I also like how Metropolys tends to accelerate as the game progresses. Early on, the board is wide open and full of options, but the decisions don’t have that large an impact on the eventual outcome of the game, so players think for a while about where to start proposals as they begin to formulate a strategy. Later on, when the decisions get more critical and may require more thought, you actually have fewer options both in what buildings you have and in where you can use them. This tends to push the action and makes later turns either the same length as or sometimes even shorter than early turns. Many other games are completely the opposite, as turns grind to a halt in the late game as players get paralyzed by the weight of the actions they are choosing. But this balance of weight/impact of the decisions versus the options available in the decision keeps Metropolys from falling into this trap.
Finally, I like Metropolys a lot because to do well you really need to formulate a solid strategy.

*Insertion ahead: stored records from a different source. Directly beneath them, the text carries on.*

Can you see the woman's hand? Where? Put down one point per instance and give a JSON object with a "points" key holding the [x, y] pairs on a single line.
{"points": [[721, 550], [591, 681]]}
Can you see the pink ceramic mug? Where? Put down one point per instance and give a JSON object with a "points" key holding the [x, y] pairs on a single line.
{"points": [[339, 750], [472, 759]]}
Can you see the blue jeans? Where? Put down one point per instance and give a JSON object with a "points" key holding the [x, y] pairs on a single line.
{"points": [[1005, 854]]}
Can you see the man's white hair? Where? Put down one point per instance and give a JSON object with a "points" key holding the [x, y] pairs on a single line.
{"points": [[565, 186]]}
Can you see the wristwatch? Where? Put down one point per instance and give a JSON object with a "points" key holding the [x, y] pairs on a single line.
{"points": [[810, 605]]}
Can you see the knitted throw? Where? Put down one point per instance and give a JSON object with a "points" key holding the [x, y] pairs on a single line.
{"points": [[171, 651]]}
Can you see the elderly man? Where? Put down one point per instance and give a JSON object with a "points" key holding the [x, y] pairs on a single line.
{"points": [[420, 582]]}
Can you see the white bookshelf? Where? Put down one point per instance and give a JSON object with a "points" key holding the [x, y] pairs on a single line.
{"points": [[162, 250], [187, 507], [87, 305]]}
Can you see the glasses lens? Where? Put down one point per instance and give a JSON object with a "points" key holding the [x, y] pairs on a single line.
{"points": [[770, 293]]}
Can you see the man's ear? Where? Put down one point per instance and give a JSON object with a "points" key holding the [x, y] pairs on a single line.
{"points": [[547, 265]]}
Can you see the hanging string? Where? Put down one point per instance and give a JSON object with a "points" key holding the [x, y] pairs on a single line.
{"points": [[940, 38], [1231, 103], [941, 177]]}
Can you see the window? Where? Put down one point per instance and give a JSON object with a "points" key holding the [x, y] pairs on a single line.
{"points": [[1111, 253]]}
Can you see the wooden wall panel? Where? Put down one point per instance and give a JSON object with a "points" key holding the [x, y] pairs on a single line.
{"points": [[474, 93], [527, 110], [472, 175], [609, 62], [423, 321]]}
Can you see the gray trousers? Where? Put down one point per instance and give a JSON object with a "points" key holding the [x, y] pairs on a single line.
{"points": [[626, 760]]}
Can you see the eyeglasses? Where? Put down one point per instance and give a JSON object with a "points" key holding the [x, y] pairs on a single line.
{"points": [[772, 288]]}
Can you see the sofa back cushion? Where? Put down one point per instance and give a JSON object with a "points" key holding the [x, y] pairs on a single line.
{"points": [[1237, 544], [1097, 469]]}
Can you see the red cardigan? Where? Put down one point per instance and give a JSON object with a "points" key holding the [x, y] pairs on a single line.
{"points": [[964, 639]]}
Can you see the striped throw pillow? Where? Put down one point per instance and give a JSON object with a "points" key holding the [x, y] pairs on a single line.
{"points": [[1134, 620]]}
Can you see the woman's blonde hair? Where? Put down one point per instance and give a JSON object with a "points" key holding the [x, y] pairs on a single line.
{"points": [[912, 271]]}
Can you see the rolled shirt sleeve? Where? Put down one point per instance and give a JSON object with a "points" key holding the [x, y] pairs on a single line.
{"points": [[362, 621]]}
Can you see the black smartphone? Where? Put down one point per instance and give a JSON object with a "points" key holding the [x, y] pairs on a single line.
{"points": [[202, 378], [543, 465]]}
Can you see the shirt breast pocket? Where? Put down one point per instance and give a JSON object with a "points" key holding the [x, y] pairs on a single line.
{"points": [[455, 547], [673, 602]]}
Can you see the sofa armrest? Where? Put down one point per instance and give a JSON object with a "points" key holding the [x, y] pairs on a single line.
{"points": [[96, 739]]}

Yeah, each decision about starting or bidding in a proposal is very tactical in nature, but they all have to be working towards a unified goal. Players must balance their scoring between all of the available sources, and be continually looking for ways to set up accomplishing their secret objectives. Some neighborhoods can literally be worth nothing (or even negative points) to a player, and unless you’re trying to end the game, wasting opportunities on useless neighborhoods can be a big problem.
In addition to all of what I mentioned about the auction mechanic itself, one other important element of strategy to consider is the idea of initiative. The player that starts a proposal has a lot of power both in choosing where to place a building and which value building to use. And it’s also a huge advantage to be the one who gets the most buildings on the board and actually triggers the end of the game. So you always have to be cognizant of your plan both to take the initiative (by having large enough buildings to ensure winning a proposal) and to keep it (through either having higher values than your opponents or by setting up dead-ends on the board where you can place without being contested).
Metropolys is a game with amazing depth for its speed of play. It is a breath of fresh air in a style of games that tends to all feel very similar, and I’ve had a lot of fun with it every time I’ve played.
• Rules: There’s only one real mechanic in the game (other than scoring), which is very intuitive and easy to explain.
• Downtime: Almost none. All players are involved in every auction, but occasionally someone may take a little too long to decide how to start a proposal or whether or not to bid.
• Length: The games I’ve played have averaged right at the recommended 30 minutes. But the game accelerates as it goes, so it feels shorter.
• Player Interaction: You’re always competing in the auctions, and it’s possible to figure out opponents’ objectives and to actively block them
• Weight: Medium Light
• GamerChris’ Rating: Metropolys is nearly my favorite auction game (behind only Ra), and for its uniqueness and interesting play, I rate it an upwardly-mobile 8.5.